他在京城認識的宮女玉珠,畏他怕他,必須他主動問她問題,她才會小聲回答,否則除了床榻間的低泣哀求,她半個字都不會多說。誰曾想,她膽子雖小,一張櫻桃蜜唇竟然如此能說會道,不敢得罪的,她一個都不得罪。

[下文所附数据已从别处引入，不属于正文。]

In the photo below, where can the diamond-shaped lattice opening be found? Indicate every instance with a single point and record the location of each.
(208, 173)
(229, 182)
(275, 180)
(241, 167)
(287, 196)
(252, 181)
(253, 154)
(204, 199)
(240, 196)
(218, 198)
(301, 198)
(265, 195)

“起來吧,關於本案,我有話問你。”隨手將一卷宗放到左側,陸詢道。
柳玉珠從命站了起來,忐忑地看向他。
陸詢看向門口:“拿條乾巾子來。”
陳武應了聲,很快就送了一條巾子進屋,隨即退到外間。
陸詢指指巾子,再指指桌案上高高三摞陳年卷宗,對柳玉珠道:“上麵都是灰塵,本官不想臟了手,你上來替我擦拭一遍。”
侯府貴公子,再講究都符合他的身份。
柳玉珠便脫了鞋子,從長榻另一側爬上去,跪坐在陸詢斜對麵,老老實實地乾起活來。